11:30 – 12:00: Alternate Method of Surface Activation of High-Strength Steel for Electroplating — Chad Hogan, U.S.A.F.
Chad HoganLanding gear platings, such as low hydrogen embrittlement (LHE) zinc-nickel (Zn-Ni), and cadmium (Cd) are designed to protect the base material from the environmental effect of field use. Inherent to the electroplating process is the introduction of hydrogen into the high strength steel (HSS) aircraft components, which can cause hydrogen embrittlement (HE). Currently, the plating processes are followed by hydrogen embrittlement (HE) relief bake for a minimum of 23 hours at 375°F +/-25°F. During the testing efforts, USAF/ES3 demonstrated that it is feasible to reduce the bake time required to remove hydrogen absorbed during the electroplating processes from HSS landing gear components. Initial testing was conducted on ASTM F519 coupons consisting of 4340 air melt HSS to provide acceptable test points for additional material tests to verify hydrogen bake out. Additional testing was conducted, using various coupon geometries and test methods from ASTM F519, to ensure that the reduction in process functions and performs to acceptable standards.
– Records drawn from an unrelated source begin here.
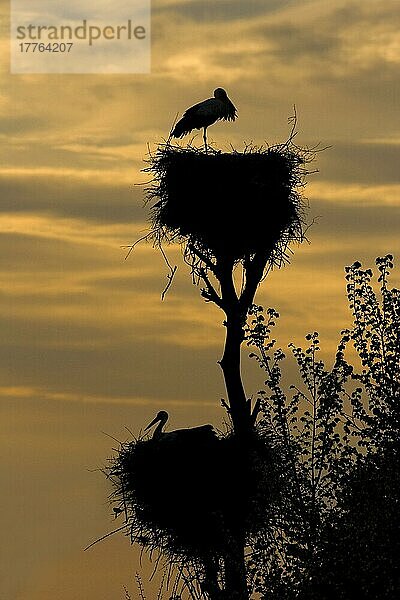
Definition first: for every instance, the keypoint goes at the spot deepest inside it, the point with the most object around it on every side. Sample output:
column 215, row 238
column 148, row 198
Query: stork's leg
column 205, row 139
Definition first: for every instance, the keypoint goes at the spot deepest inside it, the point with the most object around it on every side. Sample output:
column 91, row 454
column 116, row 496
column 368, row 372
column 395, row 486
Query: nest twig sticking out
column 176, row 495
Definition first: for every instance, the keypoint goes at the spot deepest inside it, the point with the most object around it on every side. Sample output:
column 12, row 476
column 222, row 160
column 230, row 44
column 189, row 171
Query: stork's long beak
column 154, row 421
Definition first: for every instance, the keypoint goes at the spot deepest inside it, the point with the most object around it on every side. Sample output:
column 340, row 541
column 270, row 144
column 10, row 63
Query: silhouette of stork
column 204, row 114
column 203, row 433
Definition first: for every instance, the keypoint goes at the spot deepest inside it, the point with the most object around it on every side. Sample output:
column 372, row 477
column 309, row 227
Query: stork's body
column 202, row 433
column 204, row 114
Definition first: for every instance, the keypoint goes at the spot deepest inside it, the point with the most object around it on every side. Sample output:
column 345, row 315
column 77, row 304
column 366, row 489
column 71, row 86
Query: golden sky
column 87, row 346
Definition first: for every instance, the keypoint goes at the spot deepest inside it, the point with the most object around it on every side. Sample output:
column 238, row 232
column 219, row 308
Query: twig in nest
column 170, row 275
column 132, row 246
column 103, row 537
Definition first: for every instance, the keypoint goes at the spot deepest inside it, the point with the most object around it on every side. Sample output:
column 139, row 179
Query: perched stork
column 204, row 114
column 202, row 433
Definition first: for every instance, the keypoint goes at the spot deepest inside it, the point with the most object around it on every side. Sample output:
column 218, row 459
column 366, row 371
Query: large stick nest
column 229, row 204
column 186, row 499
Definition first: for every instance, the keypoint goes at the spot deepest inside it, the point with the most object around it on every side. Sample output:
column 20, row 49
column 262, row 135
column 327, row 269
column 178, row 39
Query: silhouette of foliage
column 335, row 532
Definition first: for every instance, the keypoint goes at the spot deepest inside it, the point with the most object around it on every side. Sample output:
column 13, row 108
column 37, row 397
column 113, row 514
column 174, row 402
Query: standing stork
column 204, row 114
column 202, row 433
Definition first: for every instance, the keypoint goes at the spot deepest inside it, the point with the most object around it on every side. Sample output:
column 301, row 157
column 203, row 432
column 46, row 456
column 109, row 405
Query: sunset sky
column 87, row 346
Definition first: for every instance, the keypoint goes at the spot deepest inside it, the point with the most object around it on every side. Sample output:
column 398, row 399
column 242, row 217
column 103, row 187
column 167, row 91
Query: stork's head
column 220, row 94
column 162, row 418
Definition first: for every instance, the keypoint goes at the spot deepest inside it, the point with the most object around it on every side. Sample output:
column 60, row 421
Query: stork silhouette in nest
column 203, row 433
column 204, row 114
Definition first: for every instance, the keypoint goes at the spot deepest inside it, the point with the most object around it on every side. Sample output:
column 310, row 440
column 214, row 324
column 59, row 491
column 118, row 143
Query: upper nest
column 187, row 499
column 228, row 203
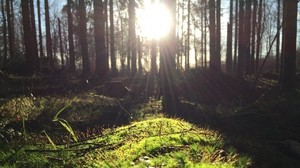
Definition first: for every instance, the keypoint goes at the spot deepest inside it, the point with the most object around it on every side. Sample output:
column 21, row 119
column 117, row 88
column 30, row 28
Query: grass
column 149, row 140
column 159, row 142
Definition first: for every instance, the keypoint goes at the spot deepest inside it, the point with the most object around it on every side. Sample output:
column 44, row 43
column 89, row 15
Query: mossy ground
column 159, row 142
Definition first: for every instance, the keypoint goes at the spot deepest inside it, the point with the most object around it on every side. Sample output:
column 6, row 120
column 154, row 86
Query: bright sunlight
column 154, row 20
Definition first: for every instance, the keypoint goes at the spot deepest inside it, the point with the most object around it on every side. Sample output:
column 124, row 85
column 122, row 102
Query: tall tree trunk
column 205, row 33
column 278, row 38
column 168, row 68
column 253, row 42
column 31, row 53
column 132, row 35
column 72, row 67
column 4, row 32
column 140, row 55
column 102, row 66
column 288, row 82
column 112, row 38
column 217, row 64
column 10, row 27
column 212, row 34
column 259, row 36
column 187, row 56
column 60, row 44
column 241, row 56
column 48, row 35
column 82, row 23
column 229, row 40
column 40, row 29
column 236, row 37
column 247, row 35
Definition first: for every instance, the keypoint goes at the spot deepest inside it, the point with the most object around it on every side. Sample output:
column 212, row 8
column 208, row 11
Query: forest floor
column 257, row 120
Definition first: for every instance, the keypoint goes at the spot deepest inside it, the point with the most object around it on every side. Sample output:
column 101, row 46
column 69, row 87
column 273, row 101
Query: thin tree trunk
column 247, row 35
column 10, row 27
column 229, row 40
column 217, row 65
column 40, row 29
column 212, row 34
column 205, row 34
column 170, row 100
column 83, row 37
column 4, row 32
column 61, row 44
column 132, row 35
column 278, row 38
column 102, row 66
column 258, row 37
column 253, row 43
column 48, row 35
column 236, row 37
column 31, row 53
column 241, row 56
column 288, row 82
column 187, row 56
column 72, row 67
column 112, row 38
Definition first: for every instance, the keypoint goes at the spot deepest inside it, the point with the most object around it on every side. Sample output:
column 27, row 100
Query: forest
column 149, row 83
The test results validated the potential of reduction of HE relief bake to times significantly less than the traditional 23 hours. Additional scale-up testing must be accomplished to validate the coupon test data before a reduced HE relief bake time can be implemented. Decreased bake times would result in significant reductions in USAF overhaul workflow times, energy usage, depot process inventory, and new spares costs. Additionally, the reduced processing time will lead to significant cost savings for the USAF and industry.